When Vernon Huestis and Eric Mihan first met in 2014, it was a bit like a blind date. They had been put together by a fledgling nonprofit organization that foresaw value in matching military veterans for twice-monthly visits.

Mihan was one of the initial volunteers in the Vet to Vet Maine program, offering to meet regularly with another veteran who, because of circumstances or health, had become isolated. Huestis was basically housebound because he was caring for his wife in their Biddeford home. He, too, saw the value of companionship and signed up to receive the potential benefits being offered by the organization.

It wasn’t long before the pair were meeting a couple of times a week.

“It turned out we were in the same outfit,” Huestis said. “That gave us something to talk about, and we found out that we had like interests.”

Over six years and more than 300 face-to-face visits later, Huestis, now 93, and Mihan, 82, turned an acquaintance initially based on shared military service into a true friendship, bound by their love of books, similarities in their personal history and mostly time spent together, in both good times and tough moments.

Then the coronavirus pandemic hit.

Army PFC Vernon Huestis

Huestis now lives at Evergreen Rehabilitation & Living Center, an elder care facility in Saco, where he and his wife, Theresa, moved prior to her death in February 2019. Evergreen, like nearly all nursing homes across the country, has not allowed in-person visitors since the pandemic hit Maine.

“In six years, it’s become a real part of my, our, relationship,” Mihan said. “Because we simply can’t do it, well, it’s like kids not getting to see their schoolmates.”

Mihan has kept in contact, calling three times a week, but for many months was not allowed to bring a fresh supply of new books to provide spark to their conversations.

Army Staff Sgt. Eric Mihan

“I honestly can’t imagine his life without Eric,” said Martha Huestis, Vernon’s daughter. “It may be the best thing that’s happened to him. It’s been instrumental to him.”

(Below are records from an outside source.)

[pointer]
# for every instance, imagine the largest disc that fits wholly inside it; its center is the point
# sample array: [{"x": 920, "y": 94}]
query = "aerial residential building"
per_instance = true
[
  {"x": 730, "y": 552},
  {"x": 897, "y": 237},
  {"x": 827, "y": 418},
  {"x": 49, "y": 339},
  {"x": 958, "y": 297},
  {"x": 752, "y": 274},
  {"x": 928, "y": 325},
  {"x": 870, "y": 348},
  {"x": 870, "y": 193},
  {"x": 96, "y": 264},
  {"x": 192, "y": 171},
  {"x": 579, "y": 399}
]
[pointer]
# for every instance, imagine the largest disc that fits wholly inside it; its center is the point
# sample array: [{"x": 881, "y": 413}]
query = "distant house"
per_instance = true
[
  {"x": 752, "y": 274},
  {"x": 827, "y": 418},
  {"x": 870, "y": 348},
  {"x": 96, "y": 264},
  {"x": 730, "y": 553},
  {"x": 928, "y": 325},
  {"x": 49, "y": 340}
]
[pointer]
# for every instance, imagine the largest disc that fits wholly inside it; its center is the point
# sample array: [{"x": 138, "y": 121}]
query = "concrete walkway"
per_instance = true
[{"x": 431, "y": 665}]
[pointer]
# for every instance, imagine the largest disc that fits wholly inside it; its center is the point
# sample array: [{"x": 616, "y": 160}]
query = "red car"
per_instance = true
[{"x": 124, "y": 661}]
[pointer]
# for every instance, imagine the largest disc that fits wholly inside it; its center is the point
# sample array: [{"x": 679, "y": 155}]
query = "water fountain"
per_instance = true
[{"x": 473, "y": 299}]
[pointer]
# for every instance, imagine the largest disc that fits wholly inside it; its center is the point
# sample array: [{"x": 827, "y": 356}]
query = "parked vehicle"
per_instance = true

That type of impact is exactly what Susan Dudley Gold had in mind when she developed Vet to Vet Maine in 2014. The program was originally under the auspices of the Southern Maine Agency on Aging. It became an independent nonprofit in 2018 and is still under the leadership of Dudley Gold, the executive director.

“They’re fabulous, both of them, and I love their relationship. It’s exactly what we strive for in this organization,” Dudley Gold said.

“They marked their 300th visit earlier in the year, and there’s no one in my life that I see that often other than my husband,” Dudley Gold said. “You figure out how much time that is; how many people do you, or any of us, see that frequently?”

Vet to Vet Maine currently supports between 70 to 80 volunteer veterans who connect with other veterans in York and Cumberland counties.

Huestis and Mihan were one of the original pairings. They were matched for specific reasons, Dudley Gold said. They lived near each other; Mihan lives in Kennebunk. Both served in the U.S. Army 2nd Infantry Division. Huestis, drafted when he was 18, served from 1945-46, entering at the tail end of World War II and spending most of his service time at Fort Lewis in Tacoma, Washington, leaving with a rank of private first class. Mihan, also a draftee, spent most of his active duty (November 1961 to November 1963) at Fort Benning in Georgia. After two years of active reserve duty, he earned the rank of staff sergeant.

Both men said that, after the initial meetings, their talks seldom focused on their military service.

The mutual love of reading quickly became apparent. Historical novels and biographies are popular genres. Huestis still reads up to 600 pages a week.

Former Army Staff Sgt. Eric Mihan in his Kennebunk home. Mihan, a Vet to Vet Maine volunteer, has visited WWII veteran Vernon Huestis more than 300 times since first being matched up in the program in 2014. Ben McCanna/Staff Photographer

“I think getting books to him and keeping his mind active is the best thing I can do for him, about the only thing I can do for him now,” Mihan said.

Gradually they found other connections. For instance, both had worked in a family business started by their fathers – Huestis in a machine shop in Bristol, Rhode Island, and Mihan in a retail clothing store in Princeton, New Jersey.

“Being SOBs – sons of bosses – we did experience some similar things that were either joys or frustrations,” Mihan said.

“There’s some truth to that,” Huestis agreed with a light chuckle.

Vernon Huestis, left, and Vet to Vet Maine volunteer Eric Mihan share a love of books and were also in the same infantry division, though nearly 20 years apart. Photo courtesy of Martha Huestis

Both men said they miss their regular visits.

“Absolutely, and I don’t know when it’s going to start again,” Mihan said, “especially with care facilities. That’s where the problems are, and it’s a much more vulnerable population.”

For Huestis, the coronavirus has heightened the isolation felt by so many in nursing homes.

“I think I’m the only one from World War II left in this building,” he said. “The rest have died.”

Both men are looking forward to the day they can resume their face-to-face meetings.

“You get more out of it than you put into it,” Mihan said. “It’s the knowledge that you’re providing a little company, a little conversation, a break from routine.”